Grateful Dead Dance Space
Dance like no one is trying to take your place…
Electric Waste Band rang in the new year with sweet, upbeat sounds from the Grateful Dead. I saw some friends of mine at a table and went to say hello. But shortly after striking up a conversation with them, I felt a tap on my shoulder. I turned around and the guy who patted me said, “You’re standing in my dance space, so you gotta move!”
Now Winstons has a good-sized dance floor; it can accommodate a number of people while still leaving some leeway to get you started. But I wasn’t on the dance floor, and neither was this guy. After giving his command, he returned to his chosen spot, three or four feet away from me – again, not on the dance floor. I had never seen anything like it. I’m the last person to tell someone they can’t dance anywhere they want, especially in a club on New Years Eve. But I was taken aback by how this guy staked out a concession at the where I was. Had he deposited some sort of payment to book it?
Well, sort of. My friend Milo Rose told me that he and the guy had the same exchange, and that he was told that the guy was a big Deadhead, and that he had been to so many Dead concerts that he had right in its place. I tended to agree with Milo’s take on the matter: “I don’t want to step into anyone’s individual space, but when you’re in public, you’re not in you and you are not in your living room.”
The Grateful Dead reunited in 1965 and became the house band for writer Ken Kesey’s Acid Tests. During these tests, you were given a cup of Kool-Aid with LSD added. There would be projectors showing molten amoeba-like images. There were people in costumes, people dancing very close together, people holding each other and, in some cases, having sex. All to the music of the dead. I don’t know if anyone staked a piece of soil like his in these tests. I guess not: something in the scene seems to lean more towards sharing than exclusion, even if I imagine people have made a little room for people having sex.
Most recently, I attended the Skull & Roses Festival in Ventura, which took place April 7-10. The festival featured 31 acts on a rotating stage, playing mostly Grateful Dead music. When I arrived I noticed that people had left their chairs on the arena floor the day before the festival. They had staked out their claims; it was where they would sit, stand and dance. Among them was an old gentleman whom I will call Fart Man. I don’t usually make fun of people, but when he danced, he seemed to push the smell of a fart from his behind. He did this for the first two days of the festival, carving out a nice place for himself in the center of the crowd.

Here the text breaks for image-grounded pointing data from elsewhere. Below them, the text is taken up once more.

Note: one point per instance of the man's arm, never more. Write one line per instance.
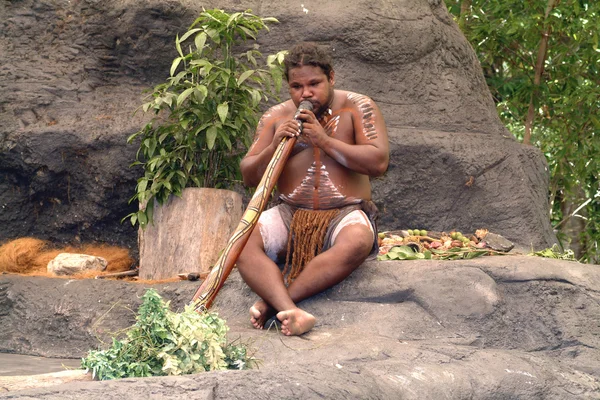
(370, 154)
(269, 134)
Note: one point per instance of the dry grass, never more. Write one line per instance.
(30, 256)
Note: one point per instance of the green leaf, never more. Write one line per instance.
(188, 34)
(184, 95)
(222, 110)
(178, 46)
(245, 76)
(200, 40)
(211, 135)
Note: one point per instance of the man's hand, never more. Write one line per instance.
(312, 129)
(289, 128)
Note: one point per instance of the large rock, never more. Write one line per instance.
(512, 327)
(73, 72)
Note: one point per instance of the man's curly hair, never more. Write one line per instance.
(308, 54)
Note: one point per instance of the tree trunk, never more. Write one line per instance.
(188, 232)
(539, 70)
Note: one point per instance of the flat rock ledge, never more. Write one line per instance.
(511, 327)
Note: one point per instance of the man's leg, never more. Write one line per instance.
(351, 247)
(264, 277)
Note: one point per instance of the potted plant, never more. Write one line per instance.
(204, 113)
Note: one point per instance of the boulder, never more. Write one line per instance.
(502, 327)
(73, 74)
(71, 264)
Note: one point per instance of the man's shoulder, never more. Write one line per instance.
(352, 99)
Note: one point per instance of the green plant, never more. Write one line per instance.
(163, 342)
(541, 60)
(554, 252)
(206, 110)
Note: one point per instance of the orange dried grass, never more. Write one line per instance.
(30, 256)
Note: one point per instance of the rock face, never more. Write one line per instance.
(69, 264)
(73, 73)
(511, 327)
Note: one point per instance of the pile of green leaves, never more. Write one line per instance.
(555, 252)
(541, 60)
(409, 253)
(163, 342)
(206, 111)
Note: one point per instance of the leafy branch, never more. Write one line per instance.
(206, 111)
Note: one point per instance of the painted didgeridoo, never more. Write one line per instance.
(207, 292)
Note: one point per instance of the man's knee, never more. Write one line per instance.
(356, 241)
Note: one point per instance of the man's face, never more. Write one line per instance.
(310, 83)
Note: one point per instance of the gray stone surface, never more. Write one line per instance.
(512, 327)
(72, 73)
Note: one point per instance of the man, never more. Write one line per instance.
(324, 189)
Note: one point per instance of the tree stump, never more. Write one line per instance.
(188, 233)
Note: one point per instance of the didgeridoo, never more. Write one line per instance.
(207, 292)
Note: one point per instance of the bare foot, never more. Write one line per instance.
(260, 313)
(295, 321)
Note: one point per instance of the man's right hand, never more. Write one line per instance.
(289, 128)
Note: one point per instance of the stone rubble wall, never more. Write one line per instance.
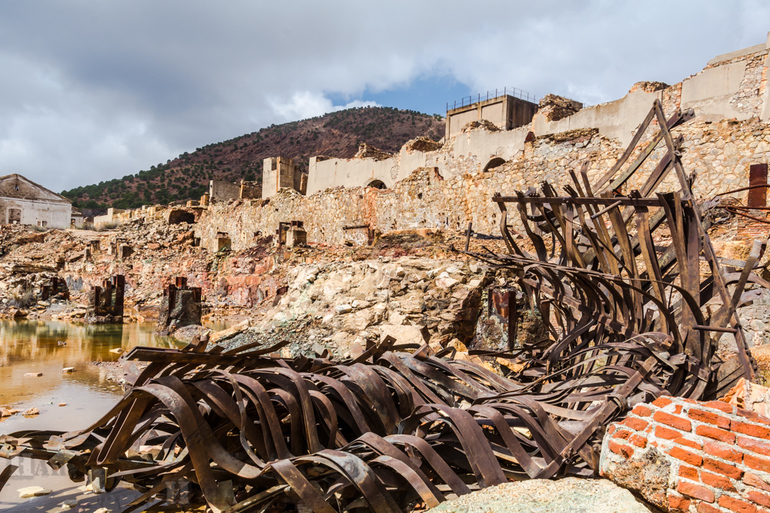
(718, 153)
(446, 188)
(684, 455)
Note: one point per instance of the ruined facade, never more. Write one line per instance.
(503, 110)
(279, 173)
(22, 201)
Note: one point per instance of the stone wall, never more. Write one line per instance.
(719, 154)
(220, 190)
(732, 87)
(682, 455)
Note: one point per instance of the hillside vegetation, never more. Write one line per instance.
(337, 134)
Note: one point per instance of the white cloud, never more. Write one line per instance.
(92, 91)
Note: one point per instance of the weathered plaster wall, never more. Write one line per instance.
(355, 172)
(33, 212)
(446, 188)
(220, 190)
(719, 153)
(732, 86)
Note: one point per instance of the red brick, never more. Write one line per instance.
(641, 410)
(736, 505)
(717, 481)
(688, 443)
(750, 429)
(723, 451)
(715, 433)
(678, 503)
(754, 445)
(695, 491)
(635, 424)
(756, 481)
(725, 469)
(620, 449)
(686, 456)
(704, 507)
(709, 417)
(759, 497)
(721, 406)
(679, 423)
(622, 434)
(752, 415)
(756, 463)
(688, 473)
(668, 434)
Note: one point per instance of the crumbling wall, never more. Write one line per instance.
(719, 153)
(683, 455)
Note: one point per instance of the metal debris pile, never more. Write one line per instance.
(399, 428)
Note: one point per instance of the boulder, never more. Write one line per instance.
(569, 495)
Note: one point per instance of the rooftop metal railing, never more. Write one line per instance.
(491, 95)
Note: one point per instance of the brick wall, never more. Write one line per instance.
(684, 455)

On the third day, I noticed that Fart Man was not in his usual place. Then, as I was standing and talking to friends left of center, I felt a tap on my shoulder. It was Fart Man. He said, “Excuse me, you’re standing in my dance space, and I’ve been there for two days!” Before I could respond with, “Excuse me; I’m going to move,” he raised his voice and shouted, “Get out of my dance space!
I couldn’t let this pass. I said, “I’ve seen you standing in the middle of the square for the past few days, and now you’ve moved here trying to claim a new claim or something. Then I pulled away from him so he could be free to fart away. But it didn’t stop there. The next day, I noticed an older woman pushing another older woman in the front row near the stage, yelling, “This is my dancing place!” I couldn’t imagine this happening at a Slayer concert. Was it a Grateful Dead thing?
I took to social media for a response and got a great response from an individual named David Defoe. “I would say the concept took root in the ballrooms of San Francisco in the mid-60s,” he said. “The participants were not standing voyeurs like packed sardines drooling on their shoes, but integral to the whole experience. They were encouraged to panic freely rather than just being bystanders. Growing up with Deadhead parents, I knew it was common sense that you didn’t rush for dancers; you allowed them to do their job without a hitch. The new trend of stalling in front, only to stand there like a fucking idiot with his cell phone up, is something I will never understand. We are now a nation of spectators rather than a single collection of free monsters.
It didn’t quite explain my own encounters, but at least it gave a possible reason why people became possessive. And his comments made me think that I might be less likely to get a pat on the shoulder if I was dancing myself. Still, I couldn’t help but agree with Milo Rose’s point that you don’t want to step into anyone’s individual space, but being in public means you shouldn’t not act in an authorized manner, as you would in your own home. At concerts and festivals, there’s a good chance you’ll get bumped into, stepped on, and have your personal space encroached on, whether it’s standing or dancing. We all need to be patient and understanding and just get along. I think the dead would agree.